ShobiStassen commented 6 months ago

Dear Timm,

Thanks for trying out StaVia (Via 2.0), There is a link on the github page to the datasets https://github.com/ShobiStassen/VIA?tab=readme-ov-file#datasets which should have the mESC datafile

I'm currently traveling with very limited internet access until mid next week, but hopefully this has the file you need. For scrna-seq, you can use the StaVia tutorials for mouse and Zebrafish gastrulation on the readthedocs page Let me know if you have any more questions Shobi

On Thu, 28 Mar 2024, 06:48 TimmFH, @.***> wrote:

Hey, first thank you for an interesting package!

I am aiming to perform a timelabel aided analysis building up on: https://pyvia.readthedocs.io/en/latest/notebooks/mESC_timeseries.html

Could you provide or point towards the csv file used in this example, so I can follow the data structure and confirm everything runs well.

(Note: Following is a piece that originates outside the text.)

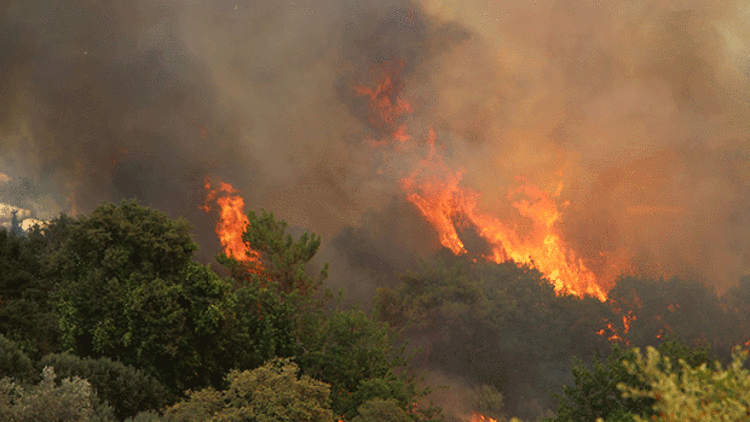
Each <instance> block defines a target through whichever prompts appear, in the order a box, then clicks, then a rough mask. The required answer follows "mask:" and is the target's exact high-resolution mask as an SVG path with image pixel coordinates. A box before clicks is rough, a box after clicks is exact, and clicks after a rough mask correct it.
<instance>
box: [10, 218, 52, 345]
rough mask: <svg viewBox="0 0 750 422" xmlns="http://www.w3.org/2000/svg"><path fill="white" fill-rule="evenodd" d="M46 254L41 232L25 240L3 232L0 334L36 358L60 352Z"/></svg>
mask: <svg viewBox="0 0 750 422" xmlns="http://www.w3.org/2000/svg"><path fill="white" fill-rule="evenodd" d="M37 230H38V228H37ZM44 253H45V242H44V241H43V240H42V239H41V238H40V236H39V235H38V232H32V234H30V236H28V237H25V236H19V235H16V234H14V233H12V232H9V231H7V230H5V229H0V334H2V335H4V336H5V337H7V338H8V339H11V340H13V341H14V342H16V343H17V344H18V346H19V347H20V348H21V349H22V350H24V352H26V353H27V354H28V355H29V356H30V357H31V358H33V359H39V358H41V357H42V356H43V355H45V354H47V353H50V352H53V351H58V350H59V338H60V333H59V328H58V322H57V316H56V312H55V305H54V301H53V299H52V297H51V294H52V291H53V290H54V282H53V281H52V280H51V279H50V278H48V277H46V274H45V271H44Z"/></svg>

Additionally, is there also an example workflow for a timelabel based trajectory computation based on scRNAseq data?

Thank you for your time and all the best Timm

— Reply to this email directly, view it on GitHub https://github.com/ShobiStassen/VIA/issues/64, or unsubscribe https://github.com/notifications/unsubscribe-auth/AISI4SEG73ANZZISYRLTYB3Y2M5BPAVCNFSM6AAAAABFLYJH7OVHI2DSMVQWIX3LMV43ASLTON2WKOZSGIYTEMBSGUYTMNQ . You are receiving this because you are subscribed to this thread.Message ID: @.***>

ShobiStassen commented 6 months ago

hi Timm, Since your via_object has time_series values, the plot_atlas_view() function defaults to plotting these unless another value is provided in :param sc_labels_expression: list single cell numeric values used for coloring edges and nodes of corresponding milestones mean expression levels (len n_single_cell samples) edges can be colored by time-series numeric (gene expression)/string (cell type) labels, pseudotime, or gene expression. If not specificed then time-series is chosen if available, otherwise falls back to pseudotime. to use gene expression the sc_labels_expression is provided as a list

It seems like the 0.0 time state is throwing off the analysis, whereas 1.0-4.0 seem more or less chronological. I'm not sure I follow your question on emphasizing sequential transitions. you can for instance increase the knn_sequential and knn_reverse. I would not recommend further lowering t_diff_step=2, but you could try to relax it in case you are missing some desired transitions.

I would recommend plotting the atlas view with fewer edges, you can see some examples in this tutorial under "The Atlas View".